Thursday, September 29, 2016

How to accelerate your R algorithm with ProActive?

When analyzing sets of data, getting “instant” insight will often be critical for business decision. Which is why one may want to allocate all his/her resources on a set of tasks delivering analysis for stakeholders. Here is an example of a Twitter feed analysis using R (statistical oriented language) and ProActive. It gathers messages, then performs distributed analysis on distinct computing nodes.

How it works

In selected cities, this workflow will search Twitter feeds containing a chosen set of keywords and return a chosen number of tweets. (Due to restrictions from Twitter, the number of towns cannot be greater than 15: “Rate limits are divided into 15 minute intervals [...] 15 calls every 15 minutes.”, https://dev.twitter.com/rest/public/rate-limiting)

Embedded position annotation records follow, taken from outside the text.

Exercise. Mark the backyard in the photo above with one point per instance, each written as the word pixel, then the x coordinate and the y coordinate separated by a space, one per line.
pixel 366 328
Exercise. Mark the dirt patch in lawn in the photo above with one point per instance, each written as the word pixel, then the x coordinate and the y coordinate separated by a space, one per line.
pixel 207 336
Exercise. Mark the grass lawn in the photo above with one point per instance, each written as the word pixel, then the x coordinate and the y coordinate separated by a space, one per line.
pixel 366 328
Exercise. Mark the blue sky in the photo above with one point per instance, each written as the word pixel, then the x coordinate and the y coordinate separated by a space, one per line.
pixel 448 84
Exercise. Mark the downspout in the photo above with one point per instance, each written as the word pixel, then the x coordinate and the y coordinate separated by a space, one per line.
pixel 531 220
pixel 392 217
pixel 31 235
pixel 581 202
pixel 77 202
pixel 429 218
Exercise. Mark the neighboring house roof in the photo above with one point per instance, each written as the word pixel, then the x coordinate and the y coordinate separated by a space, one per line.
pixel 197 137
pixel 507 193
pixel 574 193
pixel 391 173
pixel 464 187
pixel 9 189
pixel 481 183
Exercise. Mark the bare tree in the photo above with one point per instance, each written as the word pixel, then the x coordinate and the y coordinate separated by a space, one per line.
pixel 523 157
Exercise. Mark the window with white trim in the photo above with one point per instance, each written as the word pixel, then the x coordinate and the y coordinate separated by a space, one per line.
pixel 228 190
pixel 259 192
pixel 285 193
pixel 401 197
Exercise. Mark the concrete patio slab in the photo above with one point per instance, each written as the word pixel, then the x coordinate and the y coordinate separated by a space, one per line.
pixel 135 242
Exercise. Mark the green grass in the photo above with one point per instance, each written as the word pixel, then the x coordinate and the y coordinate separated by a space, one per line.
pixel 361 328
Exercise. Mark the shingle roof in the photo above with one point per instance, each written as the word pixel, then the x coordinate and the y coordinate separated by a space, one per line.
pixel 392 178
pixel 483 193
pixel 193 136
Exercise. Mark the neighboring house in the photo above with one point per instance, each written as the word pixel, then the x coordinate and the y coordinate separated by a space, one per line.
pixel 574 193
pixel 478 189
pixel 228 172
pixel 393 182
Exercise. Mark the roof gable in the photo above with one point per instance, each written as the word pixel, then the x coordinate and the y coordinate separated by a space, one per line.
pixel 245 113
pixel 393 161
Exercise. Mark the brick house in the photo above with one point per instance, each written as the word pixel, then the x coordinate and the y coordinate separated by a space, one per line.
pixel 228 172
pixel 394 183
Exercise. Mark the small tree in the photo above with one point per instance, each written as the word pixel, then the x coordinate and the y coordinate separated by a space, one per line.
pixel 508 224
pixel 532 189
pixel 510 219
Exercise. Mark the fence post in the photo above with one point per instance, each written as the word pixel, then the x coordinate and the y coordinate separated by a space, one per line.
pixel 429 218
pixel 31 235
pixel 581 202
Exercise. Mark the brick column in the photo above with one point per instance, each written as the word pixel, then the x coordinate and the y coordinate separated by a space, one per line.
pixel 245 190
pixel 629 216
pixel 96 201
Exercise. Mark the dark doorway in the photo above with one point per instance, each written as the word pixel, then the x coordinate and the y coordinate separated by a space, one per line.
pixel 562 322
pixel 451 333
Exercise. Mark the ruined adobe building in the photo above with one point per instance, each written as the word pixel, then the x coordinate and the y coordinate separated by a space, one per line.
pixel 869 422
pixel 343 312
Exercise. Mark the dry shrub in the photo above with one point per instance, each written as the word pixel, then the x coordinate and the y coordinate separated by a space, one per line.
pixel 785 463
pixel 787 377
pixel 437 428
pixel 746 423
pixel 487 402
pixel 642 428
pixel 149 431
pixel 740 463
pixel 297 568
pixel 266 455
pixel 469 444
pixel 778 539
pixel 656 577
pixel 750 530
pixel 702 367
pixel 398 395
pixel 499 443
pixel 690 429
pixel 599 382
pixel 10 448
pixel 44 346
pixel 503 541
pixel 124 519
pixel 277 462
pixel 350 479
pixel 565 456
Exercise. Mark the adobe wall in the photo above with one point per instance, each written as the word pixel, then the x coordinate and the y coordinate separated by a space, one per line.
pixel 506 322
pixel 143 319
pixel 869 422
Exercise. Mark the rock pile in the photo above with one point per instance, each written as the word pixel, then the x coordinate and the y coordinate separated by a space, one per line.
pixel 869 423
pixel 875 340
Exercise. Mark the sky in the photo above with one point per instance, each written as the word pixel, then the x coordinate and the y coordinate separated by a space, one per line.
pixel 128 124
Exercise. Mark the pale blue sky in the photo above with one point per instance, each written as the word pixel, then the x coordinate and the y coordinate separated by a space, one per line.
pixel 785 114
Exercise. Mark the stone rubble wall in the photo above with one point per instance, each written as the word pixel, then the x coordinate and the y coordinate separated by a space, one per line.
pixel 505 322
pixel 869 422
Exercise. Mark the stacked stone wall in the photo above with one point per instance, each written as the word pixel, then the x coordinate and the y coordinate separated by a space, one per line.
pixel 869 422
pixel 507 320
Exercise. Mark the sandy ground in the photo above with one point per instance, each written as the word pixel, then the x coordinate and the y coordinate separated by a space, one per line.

ProActive first creates as many tasks as the number of cities then run them in parallel using ProActive nodes. In those R-based tasks, each node will:

  • connect to Twitter,
  • perform the desired search,
  • analyze the information,
  • store the result in the ProActive dataspace (a shared storage environment adapted to distributed systems).
A last task analyzes all the data before storing them in the above-mentioned dataspace.


Let's code

The workflow can be found here but require some pre-configuration (see initial requirements) otherwise please follow the step by step tutorial below.

Setup

The initial requirements for this demo are:

  • Twitter application and valid authentication key and token,
  • ProActive fully installed on deployed (scheduler+nodes),
  • the required R packages on every nodes.
First drag&drop a “replicate”control, then set the tasks’ languages to R language.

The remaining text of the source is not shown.